# Anyone currently at UCBerkeley or transferred from there?



## Daisuke89 (May 16, 2009)

Hello,

I'm deciding on whether I should go to UC Berkeley as an undergrad for their film studies program. I've been hearing pro's and con's about the program from all different people, so I was hoping I could get a little insight or advice on here.

I know that their program focuses mostly on theory and history of film and less on production. On one end, I can learn what works in movies and why good movies are they way they are and vice versa. But I also won't have access to as much production courses as other schools are offering.

After I get my B.A., I want to transfer, hopefully, to USC or UCLA. 

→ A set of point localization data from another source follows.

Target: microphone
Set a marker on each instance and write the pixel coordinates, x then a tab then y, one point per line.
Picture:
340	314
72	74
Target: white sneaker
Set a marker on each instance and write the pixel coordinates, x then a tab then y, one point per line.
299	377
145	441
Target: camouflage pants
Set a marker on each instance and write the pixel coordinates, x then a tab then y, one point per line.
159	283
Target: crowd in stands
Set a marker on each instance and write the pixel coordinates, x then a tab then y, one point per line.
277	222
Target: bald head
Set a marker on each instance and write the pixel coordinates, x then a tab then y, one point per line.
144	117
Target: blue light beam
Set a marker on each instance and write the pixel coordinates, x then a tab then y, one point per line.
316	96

Anyways, if anyone could tell me what their experience was like at UCB or any other advice they can give me, I'd very much appreciate it! 

Thanks!


----------



## momotato (May 18, 2009)

I started my undergrad in film there.  I wanted to learn production/screenwriting, and since the school didn't offer any real classes in either I met with the department head to ask about internships:
Him, "Do you want to work in film?"
Me, "Yes"
Him, "I'll be frank with you, our department isn't what I'd like it to be, we are more of a rhetoric department that has film courses.  If you are serious about film I strongly suggest you go to a better school."

He then gave me a list of better schools, one of which was SFSU, which is just across the bay.  I ended up transferring to SFSU and was much happier.  SFSU surpasses Berkeley in both production and theory, and it's cheaper.


----------



## Daisuke89 (May 19, 2009)

Ah... I spoke to one of the advisors today and found out that the production courses aren't actually under the film department. It's actually in their journalism department.


----------



## Apooyo (May 25, 2019)

I will be attending UC Berkeley this fall as a Film and Media major. I've researched and checked out UC Berkeley's Film and Media websites regarding major requirements and expectations. However, I couldn't find anything about materials I will need to complete the courses. Can anyone tell me about what *supplies and materials *I will need? This also begs the question as to how much is the *average cost of attendance *for a Film and Media major?


----------